Thursday, May 15, 2008

Jimmy Santiago Baca

My friend Emily fell in love with Jimmy Santiago Baca's poetry, and as is her custom when such things happen, she wrote him to tell him about it.

He wrote back.

Thus began a long and fruitful correspondence. He had started a foundation to bring literacy programs to prisons. She helped edit an anthology of prisoner's writing. She even invited me to write a crit of one of the pieces. My mother, a poet herself, wrote one too.

In all the time Emily has talked about Baca, I never read any of his work. I read the interviews she emailed me. I visited his site. I checked out his bio. But somehow I never read a poem or story.

So when Emily arranged for Baca to come to RI for a series of readings and workshops, I decided to go check him out myself.

I arrived at the reading at AS220 late. I was coming from a meeting and slipped in the back of the room and sat on the floor.

Jimmy read 3 poems and told stories between them. He is a great story teller. His poems are stories, too, drawing you deeply into the emotional core of what he is talking about. He read one, El Gato, about a man who saw hope and love and need in his infant daughter and at that moment turned from a life of violence and despair. I was breathless hearing this poem. The hope of the world is contained in this poem.

Afterwards, Emily invited me to join them for a late supper and I almost didn't go, but at the last minute, said yes.

I sat next to Jimmy and spent the next hour or so listening to him telling stories about his life. Emily laughed afterwards about the look on my face as I listened. I don't know what I looked like, but I know how I felt. I hung on every word. All I kept thinking was, this guy is a miracle. This guy's life is a miracle. God has pulled him from the abyss and I am sitting here, in a restaurant in Providence, witnessing a miracle of God's love.

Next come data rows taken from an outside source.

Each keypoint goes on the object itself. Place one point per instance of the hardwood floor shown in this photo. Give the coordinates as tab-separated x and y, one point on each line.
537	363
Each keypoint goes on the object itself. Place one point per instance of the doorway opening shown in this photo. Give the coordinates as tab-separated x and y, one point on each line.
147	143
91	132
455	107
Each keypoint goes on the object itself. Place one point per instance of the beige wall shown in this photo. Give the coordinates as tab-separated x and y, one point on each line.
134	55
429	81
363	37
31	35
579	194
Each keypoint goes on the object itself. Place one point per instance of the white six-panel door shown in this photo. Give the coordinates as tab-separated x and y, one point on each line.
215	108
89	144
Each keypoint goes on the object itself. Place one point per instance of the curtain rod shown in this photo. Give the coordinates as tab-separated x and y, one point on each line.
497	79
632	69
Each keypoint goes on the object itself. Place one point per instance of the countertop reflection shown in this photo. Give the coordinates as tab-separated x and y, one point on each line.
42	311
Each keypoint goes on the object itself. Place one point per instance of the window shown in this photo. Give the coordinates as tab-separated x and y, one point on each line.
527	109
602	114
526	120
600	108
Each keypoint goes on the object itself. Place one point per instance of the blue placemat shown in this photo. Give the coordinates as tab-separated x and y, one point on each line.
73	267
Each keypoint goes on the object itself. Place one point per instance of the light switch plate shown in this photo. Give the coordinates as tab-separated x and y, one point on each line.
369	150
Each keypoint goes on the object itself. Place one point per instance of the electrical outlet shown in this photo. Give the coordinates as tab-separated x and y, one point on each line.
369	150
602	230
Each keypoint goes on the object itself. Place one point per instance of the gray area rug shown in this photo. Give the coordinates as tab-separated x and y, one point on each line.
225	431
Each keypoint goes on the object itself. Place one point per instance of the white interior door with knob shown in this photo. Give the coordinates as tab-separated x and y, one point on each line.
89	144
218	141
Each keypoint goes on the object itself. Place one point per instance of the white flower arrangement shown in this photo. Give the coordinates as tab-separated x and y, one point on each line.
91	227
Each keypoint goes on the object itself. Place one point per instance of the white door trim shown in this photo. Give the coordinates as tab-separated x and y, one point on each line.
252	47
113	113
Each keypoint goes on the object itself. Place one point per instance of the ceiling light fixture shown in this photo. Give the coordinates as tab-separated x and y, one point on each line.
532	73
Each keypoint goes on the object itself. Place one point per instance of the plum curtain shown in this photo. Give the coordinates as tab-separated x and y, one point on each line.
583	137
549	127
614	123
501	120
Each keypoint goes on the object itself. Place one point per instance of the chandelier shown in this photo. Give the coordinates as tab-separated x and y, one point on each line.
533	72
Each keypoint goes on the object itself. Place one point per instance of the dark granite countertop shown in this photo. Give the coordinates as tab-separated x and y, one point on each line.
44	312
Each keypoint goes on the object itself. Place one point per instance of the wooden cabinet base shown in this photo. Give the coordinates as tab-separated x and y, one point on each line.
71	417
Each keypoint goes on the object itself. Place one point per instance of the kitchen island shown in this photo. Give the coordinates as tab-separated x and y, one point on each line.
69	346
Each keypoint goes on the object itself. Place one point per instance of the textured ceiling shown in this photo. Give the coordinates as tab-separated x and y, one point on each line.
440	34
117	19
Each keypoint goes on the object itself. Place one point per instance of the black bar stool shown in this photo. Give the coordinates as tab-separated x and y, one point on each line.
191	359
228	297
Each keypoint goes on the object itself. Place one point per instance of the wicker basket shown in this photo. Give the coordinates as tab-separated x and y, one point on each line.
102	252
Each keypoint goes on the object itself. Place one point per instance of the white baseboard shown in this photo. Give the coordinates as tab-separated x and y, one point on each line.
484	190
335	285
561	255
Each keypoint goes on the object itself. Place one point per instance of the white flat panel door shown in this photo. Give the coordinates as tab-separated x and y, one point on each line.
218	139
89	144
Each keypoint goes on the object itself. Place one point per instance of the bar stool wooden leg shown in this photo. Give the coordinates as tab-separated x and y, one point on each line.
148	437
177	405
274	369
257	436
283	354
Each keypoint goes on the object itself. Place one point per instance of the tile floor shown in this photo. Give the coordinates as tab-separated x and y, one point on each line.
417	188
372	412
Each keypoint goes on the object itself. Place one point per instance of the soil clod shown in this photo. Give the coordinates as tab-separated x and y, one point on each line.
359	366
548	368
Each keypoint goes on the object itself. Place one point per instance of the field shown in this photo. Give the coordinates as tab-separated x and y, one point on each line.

What is the miracle? If you read Jimmy's bio, you learn that his life was shit. Prison, drugs, a completely dysfunctional family. It was bad. Like, so bad you can't imagine how anyone can drag themselves out of it, bad. Hearing him talk about his past was bizarre. The stories made my hair stand on end... and yet, there he was, this beautiful spirit. This big LOVE. This man who wants to help people who are desperate. This crazy-talented writer.

I think only God can pull off a transformation like that. I felt like I was sitting next to a miracle and it made me want to fall to my knees in gratitude.

I cried in the car on the way home. I thanked God in my prayers. I spent the next day in a fog.

At dinner, I told Jimmy that I think there are sometimes defining moments of transformation in our lives. That if we live a life open to them, these moments can change us forever.

There have been a few of these for me.

In every case, I suspected that something big was happening, but I didn't know exactly what. I suspected these moments had meaning far beyond what I could discern. That they were signs of some huge shift.

Now I add one more:

The night I had dinner with Jimmy Santiago Baca.